Glenn: Hi, everyone. I’m Glenn Gow, Founder & Advisor of Crimson Marketing. Welcome to Moneyball for Marketing where we talk about the incredible changes happening in marketing organizations around big data and marketing technology. We feature marketing technology insights from the top marketers in the world. The reference to Moneyball is from the story of how the Oakland A’s baseball team were able to win and win and win because they figured out how to use data and technology to their advantage. If you’d like to learn about how to use big data and marketing technology and marketing to help you win visit us at CrimsonMarketing.com or email us at info@CrimsonMarketing.com. And now on to our podcast.
Today I am very pleased to welcome Jim Herbold, the Chief Revenue Officer at Infer. Jim is focused on company building, growth, and sales success for all the companies go to Market Initiatives*. He’s specifically responsible for defining sales and marketing strategies, building the team that executes for growth, and embedding customer success at the core of Infer’s positioning. So, how does Infer describe themselves? Infer is taking the predictive power of Google to help companies win more customers.
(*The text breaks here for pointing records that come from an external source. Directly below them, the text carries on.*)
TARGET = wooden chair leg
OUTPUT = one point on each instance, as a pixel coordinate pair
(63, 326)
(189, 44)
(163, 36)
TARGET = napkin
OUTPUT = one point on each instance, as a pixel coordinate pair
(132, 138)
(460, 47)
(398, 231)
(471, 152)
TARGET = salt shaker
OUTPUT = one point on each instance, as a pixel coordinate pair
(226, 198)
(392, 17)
So, Jim it’s a real pleasure to have you here today.
Jim: Glenn, nice to meet you as well.
Glenn: Jim, we spoke about this whole category “Predictive Analytics” and I know that a lot of people are interested in learning more about what’s happening in this world. I’d love to hear your perspective on how would you define predictive analytics as it relates to the marketer? And give us some examples, perhaps, of how it plays out.
Jim: Yeah, absolutely. Predictive analytics, at the highest level, it’s just doing and analyzing trends and patterns in data sets to make inferences about future outcomes, right? Well, actually, a machine learning thing and we’re going to be building algorithms on top of sales and marketing lead flows and we’re going to allow a marketer to stack those flows, the leads, by propensity to convert. Okay, so when you really get down to it, again, at a high plain we’ve seen a lot of predictive happening in the B to C world, companies like Google, companies like Amazon, eBay, Pandora, Uber. There’s countless examples that any marketer or any person would relate to as a consumer on the Internet.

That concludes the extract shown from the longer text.